Macaque in the trees
. (Foto: Miguel Paiva)

Tenho vontade de ir embora mas não é fácil. Tenho preguiça e também alguma coisa que, por mais frágil que seja, ainda me prende aqui. Sem falar em família, filhos e amigos.

A curiosidade para ver onde isso tudo vai dar se mistura com um medo de que não dê. Que tudo se atravanque e que desemboque numa situação ainda pior.

Ainda se morássemos numa cidade que nos acolhe e nos dá guarida, tudo bem, mas o Rio se transformou numa zona de guerra comandada pelas milícias e numa zona de destruição comandada pela incompetência da prefeitura e do estado.

Hoje mesmo onde moro está um caos. Vivo numa das áreas de IPTU mais alto e o panorama é de destruição. Minha rua vira um rio quando chove e traz lá de cima, de onde moram outras muitas pessoas, os restos de uma destruição ainda maior. Vejo passar na minha frente não só a memória de enxurradas antigas, mas vejo também a tristeza, o cansaço de quem ainda resiste diante de tantos crimes cometidos pela omissão. Uma cidade que sempre se disse maravilhosa virou horrorosa, abandonada e triste. Aquela "alegria" que o carioca tinha, apesar de tudo, agora não aparece mais. Nem deus, tão citado no passado é lembrado diante da crueza da realidade onde a fé não cabe mais.
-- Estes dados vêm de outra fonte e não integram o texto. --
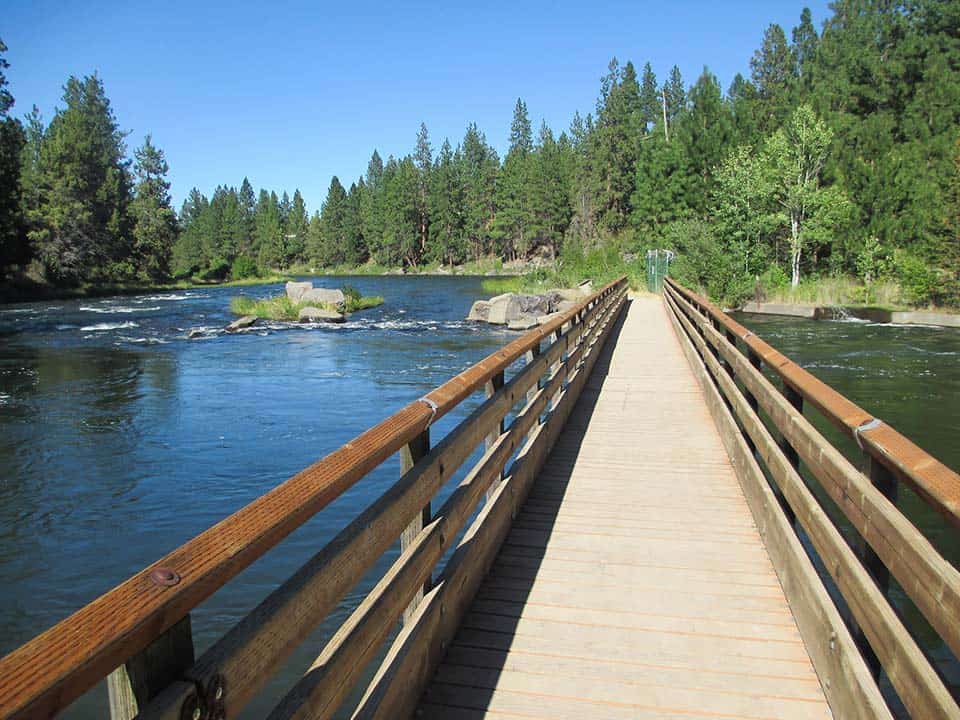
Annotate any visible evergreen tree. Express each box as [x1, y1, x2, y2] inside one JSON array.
[[415, 123, 433, 258], [317, 175, 347, 266], [750, 24, 796, 133], [491, 99, 533, 260], [130, 135, 177, 282], [0, 40, 29, 277], [460, 123, 500, 260], [253, 189, 286, 268], [30, 75, 133, 283], [430, 140, 466, 265], [790, 8, 820, 85], [640, 63, 662, 131]]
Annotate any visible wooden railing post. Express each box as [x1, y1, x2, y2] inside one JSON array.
[[107, 615, 199, 720], [400, 427, 430, 625], [484, 370, 506, 500], [526, 340, 540, 438], [851, 453, 897, 677]]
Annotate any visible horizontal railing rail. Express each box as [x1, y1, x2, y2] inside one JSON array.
[[0, 278, 627, 720], [666, 278, 960, 527], [664, 280, 960, 718]]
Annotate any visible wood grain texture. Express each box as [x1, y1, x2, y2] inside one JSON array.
[[419, 299, 831, 720]]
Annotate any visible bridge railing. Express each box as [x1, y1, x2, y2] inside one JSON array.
[[664, 279, 960, 718], [0, 278, 627, 720]]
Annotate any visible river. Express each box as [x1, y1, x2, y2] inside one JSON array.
[[0, 276, 960, 718]]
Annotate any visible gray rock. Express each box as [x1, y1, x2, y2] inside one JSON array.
[[507, 316, 540, 330], [286, 281, 313, 302], [224, 315, 257, 332], [297, 307, 346, 322], [467, 300, 490, 322], [487, 293, 522, 325], [299, 288, 346, 305], [547, 288, 583, 302]]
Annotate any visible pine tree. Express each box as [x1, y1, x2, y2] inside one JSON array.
[[415, 123, 433, 258], [0, 40, 30, 278], [284, 188, 310, 267], [130, 135, 177, 282], [790, 8, 820, 85], [750, 24, 796, 134], [30, 75, 133, 283], [640, 63, 662, 132], [430, 140, 466, 265]]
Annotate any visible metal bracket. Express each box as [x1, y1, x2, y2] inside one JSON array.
[[420, 396, 440, 427], [853, 418, 883, 450]]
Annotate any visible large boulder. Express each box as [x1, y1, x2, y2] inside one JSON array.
[[297, 306, 346, 322], [467, 300, 490, 322], [286, 281, 313, 302], [507, 316, 540, 330], [487, 293, 522, 325], [297, 288, 346, 305], [224, 315, 257, 332]]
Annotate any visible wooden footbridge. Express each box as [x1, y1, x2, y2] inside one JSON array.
[[0, 280, 960, 720]]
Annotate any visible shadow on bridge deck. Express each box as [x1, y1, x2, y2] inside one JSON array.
[[417, 299, 830, 720]]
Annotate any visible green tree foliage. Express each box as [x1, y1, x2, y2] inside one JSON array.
[[28, 75, 133, 283], [130, 135, 177, 281], [0, 40, 30, 273]]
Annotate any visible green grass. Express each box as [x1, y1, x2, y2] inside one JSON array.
[[230, 295, 383, 322]]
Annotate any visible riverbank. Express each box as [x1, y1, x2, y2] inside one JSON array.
[[740, 302, 960, 328]]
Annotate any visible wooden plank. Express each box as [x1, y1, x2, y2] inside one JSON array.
[[354, 286, 622, 718], [665, 290, 892, 720], [671, 282, 960, 668], [400, 428, 430, 623]]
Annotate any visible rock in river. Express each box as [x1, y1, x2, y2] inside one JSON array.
[[297, 307, 346, 322], [224, 315, 257, 332]]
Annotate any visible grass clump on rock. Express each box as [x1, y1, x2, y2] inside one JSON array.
[[230, 287, 383, 322]]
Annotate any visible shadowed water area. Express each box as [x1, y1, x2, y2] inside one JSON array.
[[0, 284, 960, 717]]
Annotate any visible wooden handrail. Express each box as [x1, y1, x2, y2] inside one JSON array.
[[0, 278, 626, 718], [664, 281, 960, 717], [666, 278, 960, 527]]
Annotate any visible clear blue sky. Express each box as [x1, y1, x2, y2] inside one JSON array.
[[0, 0, 828, 212]]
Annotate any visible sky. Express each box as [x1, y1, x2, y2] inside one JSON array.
[[0, 0, 829, 212]]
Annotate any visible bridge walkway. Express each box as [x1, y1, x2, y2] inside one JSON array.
[[417, 298, 831, 720]]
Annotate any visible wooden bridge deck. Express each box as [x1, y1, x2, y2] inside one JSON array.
[[418, 299, 831, 720]]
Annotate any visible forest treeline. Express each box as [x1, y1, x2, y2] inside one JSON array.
[[0, 0, 960, 305]]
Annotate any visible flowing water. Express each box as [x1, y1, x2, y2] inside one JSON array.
[[0, 286, 960, 717]]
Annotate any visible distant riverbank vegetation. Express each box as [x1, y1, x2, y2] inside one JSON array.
[[230, 285, 383, 322], [0, 0, 960, 307]]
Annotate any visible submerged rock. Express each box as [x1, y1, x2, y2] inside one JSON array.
[[297, 307, 347, 322], [224, 315, 257, 332]]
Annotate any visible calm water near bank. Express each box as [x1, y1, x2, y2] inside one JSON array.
[[0, 277, 960, 717]]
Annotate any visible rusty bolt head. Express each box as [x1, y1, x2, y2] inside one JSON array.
[[150, 567, 180, 587], [180, 693, 203, 720]]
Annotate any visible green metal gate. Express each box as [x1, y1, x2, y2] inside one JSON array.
[[647, 250, 675, 293]]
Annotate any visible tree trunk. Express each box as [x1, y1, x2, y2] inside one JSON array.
[[790, 217, 800, 287]]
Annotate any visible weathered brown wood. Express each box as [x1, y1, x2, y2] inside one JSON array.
[[107, 615, 194, 720], [0, 280, 623, 718], [668, 286, 960, 668], [664, 293, 892, 720], [271, 324, 592, 720], [135, 292, 616, 719], [670, 294, 960, 718], [484, 368, 506, 504], [400, 428, 430, 623], [665, 278, 960, 527], [354, 286, 622, 718]]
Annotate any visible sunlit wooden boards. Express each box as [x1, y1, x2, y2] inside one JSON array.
[[418, 299, 831, 720]]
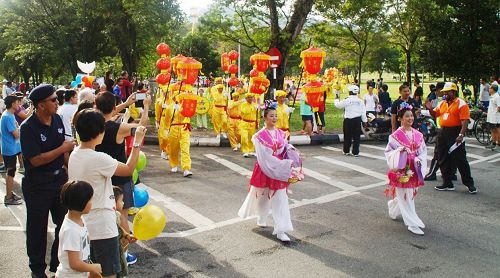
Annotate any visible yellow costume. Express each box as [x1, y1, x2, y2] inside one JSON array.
[[169, 93, 191, 171], [227, 92, 241, 150], [240, 93, 257, 154], [210, 84, 228, 135]]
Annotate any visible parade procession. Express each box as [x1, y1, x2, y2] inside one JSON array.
[[0, 0, 500, 278]]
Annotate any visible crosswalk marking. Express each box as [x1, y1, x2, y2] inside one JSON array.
[[314, 156, 387, 180]]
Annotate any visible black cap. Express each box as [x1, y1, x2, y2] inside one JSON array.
[[28, 84, 56, 103], [3, 94, 22, 107]]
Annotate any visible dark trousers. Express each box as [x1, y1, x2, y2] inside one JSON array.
[[22, 173, 68, 277], [437, 126, 474, 187], [343, 117, 361, 155]]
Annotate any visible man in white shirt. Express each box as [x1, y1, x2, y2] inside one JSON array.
[[335, 85, 367, 157], [479, 78, 490, 108], [57, 90, 78, 139], [364, 86, 378, 115]]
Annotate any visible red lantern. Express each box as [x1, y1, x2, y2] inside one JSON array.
[[229, 64, 238, 74], [156, 58, 170, 70], [300, 47, 326, 75], [249, 76, 271, 95], [177, 57, 202, 85], [227, 50, 240, 61], [227, 77, 240, 87], [250, 69, 259, 77], [220, 53, 231, 73], [250, 52, 271, 72], [156, 42, 170, 56], [179, 93, 198, 118], [302, 81, 326, 108], [156, 73, 171, 84]]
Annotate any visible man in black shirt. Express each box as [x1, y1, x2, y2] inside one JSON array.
[[21, 84, 75, 277], [391, 84, 420, 132]]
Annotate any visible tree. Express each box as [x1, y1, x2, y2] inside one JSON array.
[[315, 0, 383, 82], [201, 0, 314, 88]]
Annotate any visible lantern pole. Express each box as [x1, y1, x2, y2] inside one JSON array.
[[288, 38, 312, 122]]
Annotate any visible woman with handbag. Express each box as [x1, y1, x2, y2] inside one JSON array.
[[385, 102, 427, 235], [238, 105, 303, 242]]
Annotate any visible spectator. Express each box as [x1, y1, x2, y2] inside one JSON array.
[[479, 78, 490, 108], [0, 95, 22, 205], [57, 90, 78, 139], [21, 84, 75, 278]]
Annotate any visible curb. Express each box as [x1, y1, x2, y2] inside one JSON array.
[[144, 134, 367, 147]]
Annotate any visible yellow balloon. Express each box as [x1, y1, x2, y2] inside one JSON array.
[[132, 205, 167, 240]]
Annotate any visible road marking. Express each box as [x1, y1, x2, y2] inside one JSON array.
[[314, 156, 387, 180], [204, 153, 252, 178], [137, 183, 214, 227], [302, 167, 356, 191], [322, 147, 386, 160]]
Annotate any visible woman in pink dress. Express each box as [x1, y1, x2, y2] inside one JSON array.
[[385, 102, 427, 235], [238, 107, 302, 241]]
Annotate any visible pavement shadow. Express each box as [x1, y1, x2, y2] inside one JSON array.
[[129, 235, 247, 278]]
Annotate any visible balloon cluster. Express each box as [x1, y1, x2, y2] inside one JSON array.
[[71, 73, 95, 88], [156, 42, 172, 92]]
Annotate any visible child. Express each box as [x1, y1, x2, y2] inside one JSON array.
[[385, 102, 427, 235], [113, 186, 137, 278], [56, 181, 101, 278]]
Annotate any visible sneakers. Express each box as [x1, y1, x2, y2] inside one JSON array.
[[424, 174, 437, 181], [126, 252, 137, 265], [3, 194, 23, 206], [408, 226, 424, 236], [467, 185, 477, 194], [276, 233, 290, 242], [434, 184, 455, 191]]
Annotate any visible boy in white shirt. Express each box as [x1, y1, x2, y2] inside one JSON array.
[[56, 181, 101, 278], [68, 109, 146, 277]]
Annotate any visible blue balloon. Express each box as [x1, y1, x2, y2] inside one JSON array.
[[134, 186, 149, 208]]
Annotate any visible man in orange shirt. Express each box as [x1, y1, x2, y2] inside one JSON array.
[[425, 82, 477, 194]]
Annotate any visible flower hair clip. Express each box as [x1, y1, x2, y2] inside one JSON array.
[[398, 102, 413, 112]]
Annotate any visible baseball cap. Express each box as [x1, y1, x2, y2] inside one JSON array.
[[347, 85, 359, 95]]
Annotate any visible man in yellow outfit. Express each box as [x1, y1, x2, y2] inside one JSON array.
[[227, 90, 241, 151], [168, 93, 193, 177], [211, 84, 229, 138], [275, 90, 294, 140], [240, 93, 258, 157], [155, 88, 172, 160]]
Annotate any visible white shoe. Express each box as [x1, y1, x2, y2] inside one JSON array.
[[408, 226, 424, 236], [276, 233, 290, 242], [161, 152, 168, 160]]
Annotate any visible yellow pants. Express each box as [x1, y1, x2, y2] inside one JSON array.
[[168, 125, 191, 170], [212, 106, 227, 135], [240, 121, 255, 153], [227, 118, 241, 149]]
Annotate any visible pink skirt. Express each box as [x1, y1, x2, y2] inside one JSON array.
[[250, 162, 289, 190]]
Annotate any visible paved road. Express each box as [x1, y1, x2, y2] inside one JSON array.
[[0, 140, 500, 277]]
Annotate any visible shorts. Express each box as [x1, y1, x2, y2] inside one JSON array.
[[314, 112, 326, 126], [117, 179, 134, 209], [2, 154, 17, 177], [90, 237, 122, 277], [302, 115, 312, 123]]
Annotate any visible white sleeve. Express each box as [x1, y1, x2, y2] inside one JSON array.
[[252, 136, 292, 181]]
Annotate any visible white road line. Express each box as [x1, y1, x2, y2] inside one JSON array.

Chegamos a um ponto de abandono e descaso que acho que seria justamente o caso de algum político mais atuante e confiável assumir para si essa batalha. Não deixar o Rio afundar. Fazer um programa de governo para as próximas eleições que só visasse isso. Tratar das chuvas e das encostas com sua população em risco. Sem mexer de modo radical nessa área não tem como as outras saírem do caos. O Rio precisa ser salvo e o Brasil rezado, sei lá, ser alvo de algum trabalho das inúmeras religiões que aqui existem para provar que uma força maior pode intervir. Eu não credito. Acredito na força do homem em geral, porque a minha anda combalida.

Como chegamos a esse ponto? O que fizemos de errado, como dizem os pais? Será que fomos nós que erramos ou o mundo é assim mesmo e as ilusões humanistas estão indo para o bueiro? Espero que esse bueiro esteja entupido e que alguma esperança não escoe para sempre.